MIT researchers have now demonstrated a control system that lets a motorized foam glider land on a perch like a parakeet. The work could help improve the maneuverability of robotic planes, allowing them to recharge their batteries by alighting on power lines.
Birds can land so precisely because they exploit a physical phenomenon called “stall.” A bird approaching its perch tilts its wings back at a much sharper angle than a landing airplane does. The airflow over the wings becomes turbulent, and the bird loses “lift,” the force that keeps it in the air. Fighter pilots practice stalling their planes in midair and recovering, but it’s too dangerous a maneuver for commercial aircraft, and the physics of stall have been much too complicated for autonomous vehicles to calculate in real time.

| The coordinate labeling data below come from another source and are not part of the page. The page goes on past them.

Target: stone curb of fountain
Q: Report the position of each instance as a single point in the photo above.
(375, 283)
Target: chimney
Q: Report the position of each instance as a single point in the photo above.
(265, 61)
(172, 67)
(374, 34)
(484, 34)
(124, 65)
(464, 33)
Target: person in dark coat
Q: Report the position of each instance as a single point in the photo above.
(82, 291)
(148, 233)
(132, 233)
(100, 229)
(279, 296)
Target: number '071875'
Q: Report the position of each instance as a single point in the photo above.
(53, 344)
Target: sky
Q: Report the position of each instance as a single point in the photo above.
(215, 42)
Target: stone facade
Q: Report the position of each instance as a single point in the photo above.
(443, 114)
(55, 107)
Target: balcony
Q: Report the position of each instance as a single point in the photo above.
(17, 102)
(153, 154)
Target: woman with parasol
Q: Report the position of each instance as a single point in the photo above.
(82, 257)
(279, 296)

Associate professor Russ Tedrake, a member of the Computer Science and Artificial Intelligence Laboratory, worked with Rick Cory, SM ‘08, PhD ‘10, to develop a mathematical model of a glider in stall. For a range of launch conditions, they used the model to calculate sequences of instructions intended to guide the glider to its perch. But, Cory says, “because the model is not perfect, if you play out that same solution, it completely misses.”
Watch a high-speed video of the researchers' computer-controlled glider landing on a suspended string perch here.
So Cory and Tedrake also developed a set of error-correction algorithms that nudge the glider back onto its trajectory when location sensors determine that it has deviated from it. Using techniques developed at MIT’s Laboratory for Information and Decision Systems for studying nonlinear systems, they precisely calculated the degree of deviation the controls could compensate for. The addition of the error-correction controls makes for a trajectory that looks like a tube weaving through space. The center of the tube is the trajectory calculated using Cory and Tedrake’s model; the radius of the tube describes the tolerance of the error-correction controls.
The control system ends up being, effectively, a bunch of tubes pressed together like a fistful of straws. If the glider goes so far off course that it leaves one tube, it will still find itself in another. Once the glider is launched, it just keeps checking its position and executing the command that corresponds to the tube in which it finds itself.